Please explain some plausible scenario where George Bush is arrested and tried for war crimes.
Have a glance at history and you will see that it is the loosers who are 'held to account' take for instance the Nuremburg trials of Nazi war criminals and contrast to the unpunished intentional fire-bombing of civilian targets in both Germany and Japan by the Allies. In fact Robert MacNamara (who crewed a bomber over Japan) holds that had they lost they would've been up for war crimes considering what they were doing.
Lets move abit more recently say Vietnam war; napalm, agent orange, carpet bombing, operation phoenix, etc. Did we see General Westmorland, Nixon or Kissinger up on War Crimes charges? How about we look at the former yugoslavia, the loosers have been indicted on war crimes.
The problem with your idealism is that nobody cares. The socialist alternatives may get fired up about Bush's 'illegal war' but it hasn't toppled governments, Bush, Blair and Howard were all returned.
can you provide some examples of unilateral action that were legitimate perhaps, to illustrate your argument?
Another straw man, do you have nothing else is your arsenal?
I said it was a "legitimate option" meaning it was a valid option to take. You want examples that were legitimate meaning legal.
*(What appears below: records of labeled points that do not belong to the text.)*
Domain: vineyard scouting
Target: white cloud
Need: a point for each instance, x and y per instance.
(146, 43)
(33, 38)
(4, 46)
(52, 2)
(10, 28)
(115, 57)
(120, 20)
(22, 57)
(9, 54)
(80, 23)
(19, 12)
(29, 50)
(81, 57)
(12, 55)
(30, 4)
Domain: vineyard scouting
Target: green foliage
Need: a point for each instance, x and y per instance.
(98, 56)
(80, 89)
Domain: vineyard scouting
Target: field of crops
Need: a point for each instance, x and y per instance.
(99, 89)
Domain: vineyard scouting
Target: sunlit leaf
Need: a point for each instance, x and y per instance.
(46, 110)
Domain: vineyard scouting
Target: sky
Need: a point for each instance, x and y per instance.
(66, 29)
Well I'm not falling in this trap - because simply it is illusory, it is a trap based on law when law is not applicable the trap has no teeth.
My response then is that every single exercise of unilateral action has been legitimate in that it served the percieved interests of the initiating state.
it is only in the last hundred years that humans have recognised women and black people to be equal to men and white people, so clearly things do change. the point is that these 'basic principles' have meant a shameful history of wars and violence.
Can anyone else say straw man? So now realism is like racism and sexism congratulations this is a conceptual leap not many have been able to make, please enlighten those of us who could not make the leap of faith ourselves, please explain the link here.
This comparison bears almost as much weight as saying that only in the last hundred years has sanitation been widespread in the western world or that only in the last fifty years have we been able to buy affordable cars therefore things change therefore realism will change.
Congratulations you have proved that things change, you have not proven that the principles that underly realism will change.
I on the other hand have offered a fairly comprehensive reason that realism will fade because the international system as we know it will fade as neo-liberalism reaches ascendency.
I have presented a solid programme of change and comprehensivley asserted its how and why it will triumph. You have held up some lofty notions of internationalism and suggested that somehow the entire population will gasp with suprise at the international system when some friendly left-wing intelligensia lift the wool from their eyes and then promptly declare they will be good international citizens etc etc utopia eventuates.
also it is only in modern times that technology has meant powerful states have lost their monopoly on violence. weak individuals and groups have the potential to cause damage to the strongest states. this is perhaps one of the primary strategic arguments for creating an international system based on cooperation and perceiving all injusticies to be problems, even in other states.
Well in this case a revitalised UN touting a 'global defence force' is just around the corner. It will send out fact finding missions from on high into states across the globe. Trample their soveriegnty if they resist and then after much deliberation and a veto or three will reach a conclusion that the solution to africa is to throw truckloads of condoms and money at despots until evrything is fixed. Or upon discovering that China is oppressing Falun Gong practioners an invasion will be launched China occupied and the civil rights of its populace enforced by the global defence force...
if Bush breaks the law then why would he not be punished? it would only take the creation of a norm that international obligations signed and agreed to by states must be adhered to (a resolution that the US vetoed after being found guilty of terrorism against nicaragua by the world court).
Oh so it just needs a new norm of behaviour to be in place, well how about you hammer out the finer details of this norm and meet me back here in half an hour. We'll both bring along some politically active friends and I reckon we can have this new norm applied by tea-time.
I've outlined, explained, bludegeoned, etc the reasons why this will never work in precis:
*It hasnt worked before.
*The incentive to break the norm is to big.
*The disincentive for a strong state is negligible.
*The general populace is quite happy the way things are.